Mexico Credits & Incentives
The economy of Mexico is vast and growing, with a dynamic landscape across a range of industries and an ever-increasing role in the global supply chain. With ProMexico no longer a central entity for foreign director investors to turn to,economic development is driven at the state and local levels.
When it comes to incentives, state and local governments work within their discretion to develop and deploy programs leveraging limited resources to target business and real estate investors. Often, we see state programs with core programmatic initiatives, while at the local level, incentives are delivered on a more discretionary, case-by-case basis.
Looking ahead at 2022, with expanded interest in Mexico,particularly to service the wide-ranging North American marketplace, incentives will become a key driver in location decisions.
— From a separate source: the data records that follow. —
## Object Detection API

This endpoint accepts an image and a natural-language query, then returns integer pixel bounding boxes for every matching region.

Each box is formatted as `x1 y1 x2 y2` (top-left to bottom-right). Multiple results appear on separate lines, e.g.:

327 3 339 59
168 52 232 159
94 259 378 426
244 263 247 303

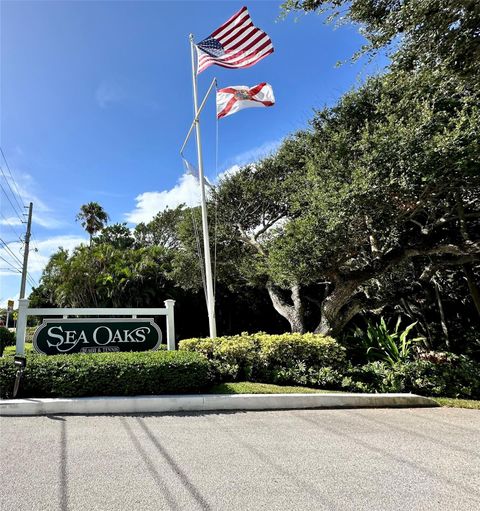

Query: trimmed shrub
0 351 210 398
0 326 16 357
180 333 346 388
342 353 480 399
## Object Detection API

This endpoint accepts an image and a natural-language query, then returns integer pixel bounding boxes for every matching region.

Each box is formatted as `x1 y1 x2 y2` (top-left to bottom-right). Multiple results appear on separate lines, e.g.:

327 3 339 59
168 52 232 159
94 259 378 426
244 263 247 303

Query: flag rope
213 80 218 296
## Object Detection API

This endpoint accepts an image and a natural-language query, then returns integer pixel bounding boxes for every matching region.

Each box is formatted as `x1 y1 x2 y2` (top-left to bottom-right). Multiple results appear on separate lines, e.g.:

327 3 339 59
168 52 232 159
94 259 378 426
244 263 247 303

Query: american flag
196 7 273 74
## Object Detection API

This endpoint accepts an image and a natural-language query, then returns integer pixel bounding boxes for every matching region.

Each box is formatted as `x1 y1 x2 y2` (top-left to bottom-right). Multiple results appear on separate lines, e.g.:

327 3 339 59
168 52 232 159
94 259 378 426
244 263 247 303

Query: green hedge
0 351 210 398
341 353 480 399
179 333 347 387
0 326 16 357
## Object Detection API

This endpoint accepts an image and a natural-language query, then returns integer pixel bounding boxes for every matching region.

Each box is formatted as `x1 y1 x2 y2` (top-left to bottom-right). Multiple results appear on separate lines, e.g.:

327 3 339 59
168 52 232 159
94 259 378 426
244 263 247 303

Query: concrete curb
0 394 438 416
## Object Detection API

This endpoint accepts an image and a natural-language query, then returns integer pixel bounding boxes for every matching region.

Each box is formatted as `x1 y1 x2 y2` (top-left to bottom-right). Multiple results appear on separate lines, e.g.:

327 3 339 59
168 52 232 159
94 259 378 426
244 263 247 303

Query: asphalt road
0 408 480 511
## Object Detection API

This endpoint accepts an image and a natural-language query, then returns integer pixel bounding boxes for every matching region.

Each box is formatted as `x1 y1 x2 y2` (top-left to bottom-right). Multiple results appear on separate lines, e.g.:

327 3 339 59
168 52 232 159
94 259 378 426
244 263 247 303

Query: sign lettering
33 318 162 355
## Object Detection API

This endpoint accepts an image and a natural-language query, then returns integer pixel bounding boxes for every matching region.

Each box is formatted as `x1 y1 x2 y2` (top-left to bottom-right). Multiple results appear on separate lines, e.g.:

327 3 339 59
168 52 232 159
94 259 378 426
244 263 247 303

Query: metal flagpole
190 34 217 339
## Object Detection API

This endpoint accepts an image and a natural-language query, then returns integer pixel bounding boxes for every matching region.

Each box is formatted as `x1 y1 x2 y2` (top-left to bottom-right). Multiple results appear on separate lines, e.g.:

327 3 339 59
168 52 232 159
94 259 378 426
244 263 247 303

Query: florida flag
217 83 275 119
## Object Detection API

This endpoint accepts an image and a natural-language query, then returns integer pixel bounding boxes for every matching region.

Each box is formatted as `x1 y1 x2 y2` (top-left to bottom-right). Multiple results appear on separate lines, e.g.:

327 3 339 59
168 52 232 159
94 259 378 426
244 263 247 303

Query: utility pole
20 202 33 298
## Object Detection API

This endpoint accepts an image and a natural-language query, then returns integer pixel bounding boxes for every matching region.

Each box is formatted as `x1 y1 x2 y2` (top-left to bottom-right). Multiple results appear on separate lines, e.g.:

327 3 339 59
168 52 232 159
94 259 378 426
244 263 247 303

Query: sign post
16 298 175 356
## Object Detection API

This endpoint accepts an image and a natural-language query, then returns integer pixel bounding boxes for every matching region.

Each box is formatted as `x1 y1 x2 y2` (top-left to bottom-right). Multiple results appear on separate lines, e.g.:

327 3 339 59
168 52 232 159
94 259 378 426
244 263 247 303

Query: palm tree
76 202 109 246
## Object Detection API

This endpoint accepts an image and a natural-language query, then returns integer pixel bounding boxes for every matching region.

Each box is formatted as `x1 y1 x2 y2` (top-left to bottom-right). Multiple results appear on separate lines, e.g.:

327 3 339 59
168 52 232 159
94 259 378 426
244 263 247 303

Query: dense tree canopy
32 0 480 351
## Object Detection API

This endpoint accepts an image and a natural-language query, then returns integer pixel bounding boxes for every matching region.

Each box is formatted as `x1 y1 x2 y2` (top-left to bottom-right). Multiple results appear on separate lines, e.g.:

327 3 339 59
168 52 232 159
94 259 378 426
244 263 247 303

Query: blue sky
0 0 386 303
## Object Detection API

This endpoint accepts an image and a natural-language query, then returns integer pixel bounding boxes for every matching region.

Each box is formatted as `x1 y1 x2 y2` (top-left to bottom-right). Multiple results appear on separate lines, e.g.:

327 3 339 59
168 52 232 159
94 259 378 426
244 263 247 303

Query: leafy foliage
0 351 209 398
353 317 424 366
180 333 346 385
0 326 15 357
282 0 480 81
342 353 480 399
77 202 108 245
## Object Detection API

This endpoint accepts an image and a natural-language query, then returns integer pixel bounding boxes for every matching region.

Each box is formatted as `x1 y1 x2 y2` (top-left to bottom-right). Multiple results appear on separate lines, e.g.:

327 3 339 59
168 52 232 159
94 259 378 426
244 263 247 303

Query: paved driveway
0 408 480 511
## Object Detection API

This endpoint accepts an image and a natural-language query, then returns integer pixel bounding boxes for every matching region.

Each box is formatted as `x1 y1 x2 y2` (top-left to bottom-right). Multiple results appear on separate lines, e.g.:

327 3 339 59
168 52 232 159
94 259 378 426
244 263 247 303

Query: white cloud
125 140 281 224
125 174 200 224
95 81 127 108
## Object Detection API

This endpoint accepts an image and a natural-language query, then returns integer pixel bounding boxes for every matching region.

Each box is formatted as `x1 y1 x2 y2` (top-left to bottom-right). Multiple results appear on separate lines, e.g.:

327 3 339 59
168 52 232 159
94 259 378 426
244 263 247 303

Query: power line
0 255 21 272
0 146 25 207
0 238 38 286
0 165 22 216
0 238 22 268
0 183 23 223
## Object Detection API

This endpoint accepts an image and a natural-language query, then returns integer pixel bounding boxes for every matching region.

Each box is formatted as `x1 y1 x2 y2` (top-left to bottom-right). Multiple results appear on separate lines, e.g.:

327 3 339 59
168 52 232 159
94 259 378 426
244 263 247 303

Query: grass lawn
208 381 480 410
433 397 480 410
208 381 339 394
3 342 33 357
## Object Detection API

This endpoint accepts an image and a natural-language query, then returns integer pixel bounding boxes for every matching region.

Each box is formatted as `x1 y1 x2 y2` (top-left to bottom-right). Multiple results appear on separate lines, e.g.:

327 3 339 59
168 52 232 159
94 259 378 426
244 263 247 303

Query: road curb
0 394 439 416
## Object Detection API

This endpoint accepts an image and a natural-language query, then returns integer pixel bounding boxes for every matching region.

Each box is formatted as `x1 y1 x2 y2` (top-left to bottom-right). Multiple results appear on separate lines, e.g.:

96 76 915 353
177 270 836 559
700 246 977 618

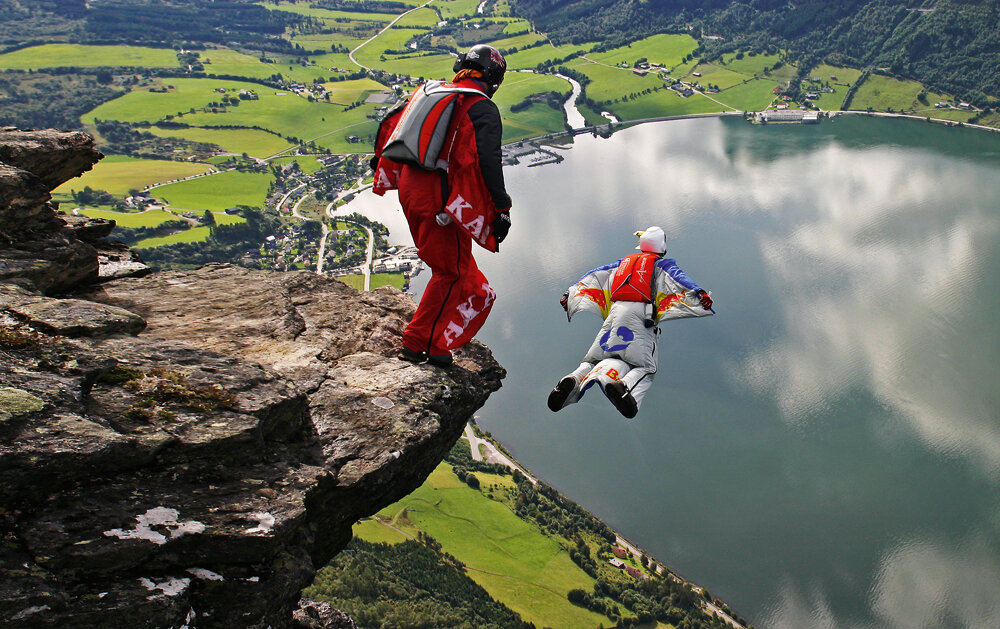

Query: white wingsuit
548 226 714 418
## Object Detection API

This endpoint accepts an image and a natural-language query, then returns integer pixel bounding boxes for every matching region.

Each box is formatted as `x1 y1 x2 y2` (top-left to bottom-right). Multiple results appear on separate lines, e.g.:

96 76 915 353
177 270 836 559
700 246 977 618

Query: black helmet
454 44 507 96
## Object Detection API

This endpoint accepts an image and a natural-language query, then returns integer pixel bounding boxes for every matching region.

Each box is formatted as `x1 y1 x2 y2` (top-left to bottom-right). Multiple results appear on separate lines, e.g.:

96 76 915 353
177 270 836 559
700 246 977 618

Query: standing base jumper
548 226 714 418
372 44 511 367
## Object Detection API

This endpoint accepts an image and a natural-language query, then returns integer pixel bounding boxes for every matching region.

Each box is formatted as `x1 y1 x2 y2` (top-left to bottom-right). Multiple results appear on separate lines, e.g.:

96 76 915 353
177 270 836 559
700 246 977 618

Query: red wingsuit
373 79 511 356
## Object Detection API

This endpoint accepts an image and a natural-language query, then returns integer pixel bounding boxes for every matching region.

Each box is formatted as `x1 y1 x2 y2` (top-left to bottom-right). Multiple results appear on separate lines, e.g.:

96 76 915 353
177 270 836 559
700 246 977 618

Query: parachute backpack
381 81 486 170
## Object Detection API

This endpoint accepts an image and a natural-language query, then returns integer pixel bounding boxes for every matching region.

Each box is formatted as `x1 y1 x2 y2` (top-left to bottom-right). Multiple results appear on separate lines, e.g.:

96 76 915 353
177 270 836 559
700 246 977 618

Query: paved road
347 0 434 70
465 424 538 485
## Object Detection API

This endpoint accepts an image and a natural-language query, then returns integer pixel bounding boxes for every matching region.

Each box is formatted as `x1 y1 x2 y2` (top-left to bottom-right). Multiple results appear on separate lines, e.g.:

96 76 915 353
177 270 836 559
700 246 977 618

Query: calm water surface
352 117 1000 628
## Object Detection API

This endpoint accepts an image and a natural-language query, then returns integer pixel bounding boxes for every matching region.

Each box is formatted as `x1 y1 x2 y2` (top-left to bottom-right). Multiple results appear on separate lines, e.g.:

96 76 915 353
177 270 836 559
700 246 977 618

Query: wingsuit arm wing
655 258 715 323
566 260 621 321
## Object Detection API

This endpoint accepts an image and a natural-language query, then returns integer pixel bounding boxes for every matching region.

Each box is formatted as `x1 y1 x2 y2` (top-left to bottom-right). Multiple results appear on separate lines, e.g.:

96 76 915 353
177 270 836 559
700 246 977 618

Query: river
342 116 1000 629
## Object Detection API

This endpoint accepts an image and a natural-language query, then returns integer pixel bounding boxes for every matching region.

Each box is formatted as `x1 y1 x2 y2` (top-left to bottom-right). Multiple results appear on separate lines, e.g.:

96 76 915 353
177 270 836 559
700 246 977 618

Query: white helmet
635 225 667 255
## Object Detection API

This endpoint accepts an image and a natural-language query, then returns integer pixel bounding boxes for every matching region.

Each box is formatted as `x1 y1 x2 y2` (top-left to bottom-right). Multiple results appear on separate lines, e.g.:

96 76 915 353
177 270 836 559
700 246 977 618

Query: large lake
344 116 1000 628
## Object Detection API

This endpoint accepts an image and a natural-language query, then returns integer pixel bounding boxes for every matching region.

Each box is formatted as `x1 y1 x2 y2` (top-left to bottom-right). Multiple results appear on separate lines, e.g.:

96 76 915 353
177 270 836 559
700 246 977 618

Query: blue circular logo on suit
601 325 635 352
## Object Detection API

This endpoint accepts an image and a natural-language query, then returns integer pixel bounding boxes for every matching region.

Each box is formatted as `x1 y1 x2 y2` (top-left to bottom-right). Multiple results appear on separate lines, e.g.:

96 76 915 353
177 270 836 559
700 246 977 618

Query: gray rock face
0 130 504 628
0 128 149 295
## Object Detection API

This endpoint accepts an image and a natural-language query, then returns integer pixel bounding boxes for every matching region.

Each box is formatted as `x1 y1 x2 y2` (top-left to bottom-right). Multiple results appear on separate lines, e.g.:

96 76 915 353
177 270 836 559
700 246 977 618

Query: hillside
514 0 1000 106
0 129 505 628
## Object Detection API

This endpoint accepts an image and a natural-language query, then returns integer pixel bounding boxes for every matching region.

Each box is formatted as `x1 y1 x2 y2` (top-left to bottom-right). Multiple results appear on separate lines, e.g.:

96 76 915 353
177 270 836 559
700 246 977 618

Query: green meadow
352 516 410 544
52 155 212 197
323 78 389 105
153 170 274 212
490 33 545 50
686 63 753 90
149 127 295 158
80 208 177 228
710 79 788 111
850 73 944 112
201 48 330 84
260 0 394 24
81 78 260 124
368 463 608 629
393 7 441 29
270 155 323 174
83 78 376 152
132 227 212 249
494 72 571 142
212 212 247 225
566 59 664 102
337 273 406 290
809 63 861 87
587 35 698 67
608 90 732 121
0 44 179 70
506 42 594 70
310 52 361 77
431 0 479 20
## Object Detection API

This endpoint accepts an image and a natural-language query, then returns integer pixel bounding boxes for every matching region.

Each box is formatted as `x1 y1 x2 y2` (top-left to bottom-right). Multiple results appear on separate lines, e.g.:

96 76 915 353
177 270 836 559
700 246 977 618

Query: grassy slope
356 463 609 629
0 44 179 70
52 155 211 197
80 209 177 228
132 227 212 249
149 127 295 158
154 171 273 212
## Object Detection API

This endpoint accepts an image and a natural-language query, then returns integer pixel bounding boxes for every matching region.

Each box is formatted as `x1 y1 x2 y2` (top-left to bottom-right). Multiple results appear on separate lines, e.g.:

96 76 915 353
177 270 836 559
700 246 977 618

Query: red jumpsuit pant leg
399 166 496 355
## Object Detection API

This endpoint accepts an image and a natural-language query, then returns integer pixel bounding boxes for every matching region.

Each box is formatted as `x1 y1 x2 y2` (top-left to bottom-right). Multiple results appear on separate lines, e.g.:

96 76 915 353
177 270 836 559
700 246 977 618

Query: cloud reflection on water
871 537 1000 629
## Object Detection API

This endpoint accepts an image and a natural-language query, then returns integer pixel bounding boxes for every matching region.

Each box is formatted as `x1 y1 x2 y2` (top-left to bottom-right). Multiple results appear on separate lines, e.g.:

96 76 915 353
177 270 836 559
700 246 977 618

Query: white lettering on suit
441 283 497 345
378 167 392 188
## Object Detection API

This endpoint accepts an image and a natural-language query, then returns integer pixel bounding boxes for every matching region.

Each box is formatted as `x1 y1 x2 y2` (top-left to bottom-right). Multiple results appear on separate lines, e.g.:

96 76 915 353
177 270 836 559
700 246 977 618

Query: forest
514 0 1000 106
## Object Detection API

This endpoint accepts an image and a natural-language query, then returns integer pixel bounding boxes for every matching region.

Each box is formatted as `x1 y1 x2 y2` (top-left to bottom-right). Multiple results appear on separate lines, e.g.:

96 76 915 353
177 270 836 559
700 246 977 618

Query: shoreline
459 417 746 629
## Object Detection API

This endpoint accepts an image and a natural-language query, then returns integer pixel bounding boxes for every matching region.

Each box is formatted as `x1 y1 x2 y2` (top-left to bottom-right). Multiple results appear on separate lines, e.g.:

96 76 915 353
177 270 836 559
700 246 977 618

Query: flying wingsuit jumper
548 226 715 419
372 44 511 367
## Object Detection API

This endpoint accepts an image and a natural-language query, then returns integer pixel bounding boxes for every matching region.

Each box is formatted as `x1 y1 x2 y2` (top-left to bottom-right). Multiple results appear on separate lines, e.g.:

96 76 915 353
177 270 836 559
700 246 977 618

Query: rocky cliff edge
0 129 504 628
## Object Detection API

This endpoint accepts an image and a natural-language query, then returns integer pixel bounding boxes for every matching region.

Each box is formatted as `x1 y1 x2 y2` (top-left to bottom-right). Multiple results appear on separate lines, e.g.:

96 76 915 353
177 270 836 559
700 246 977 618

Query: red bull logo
656 293 684 313
577 288 608 312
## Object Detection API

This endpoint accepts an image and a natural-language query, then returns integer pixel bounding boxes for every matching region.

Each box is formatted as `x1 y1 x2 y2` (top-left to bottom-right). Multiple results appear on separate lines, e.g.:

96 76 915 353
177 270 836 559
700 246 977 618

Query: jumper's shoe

Alongside logistics, workforce, security, and operational costs, incentives are increasingly part of the ultimate site selection process as businesses evaluate multiple potential markets.
To ensure the state of Baja California is known for its vibrant culture and robust talent, economic development and tourism promotion officials kicked off a new rebranding campaign last year. Officially returning to their base mission of highlighting the state’s business and hospitality opportunities,including a new website, logo, and digital marketing campaigns. Baja California, which is home to major business hubs like Mexicali, Tijuana,and Tecate, among others, has dubbed one of their campaigns, The Road Awaits.
As many American states and Canadian provinces provide incentives for film and television productions, there are many Mexican states and communities also looking to invest in the growing, dynamic industry. There are incentives available, particularly tied to Value Added Tax (VAT) tied to production, from the federal levels. The State of Jalisco has long talked about expanding their support mechanisms for productions within their jurisdictions, in essence, to develop what they call – Jallywood. One program opportunity is run through the Jalisco Film Commission Trust (COFIEJ), which provides support grants for the production of animation, documentary, and fiction films in the state.
The state of Nuevo Leon and the Monterrey region are working to be recognized as a global hub for the dynamic electric and autonomous vehicle industries. As a fast-growing industry sector, the region has been proactive in attracting and recruiting companies across the vertical supply chain, particularly tied to large North American investment strategies. To help support the industry, the state will be rolling out several initiatives and investment promotion policies,including economic development incentives.
When we identify the most successful communities for business and development around the world, we commonly look to the strengths of the local private-public partnerships. The Covid-19 response that was undertaken in Mexico City is a great standard of the partnership model. Led by foundations established by a private sector consortium, nearly $80 million was invested in turning the Citibanamex conference center into a full-turn field hospital and medical hub treating coronavirus patients. The success of these partnerships is among those key drivers business leaders are seeking when navigating their global portfolios.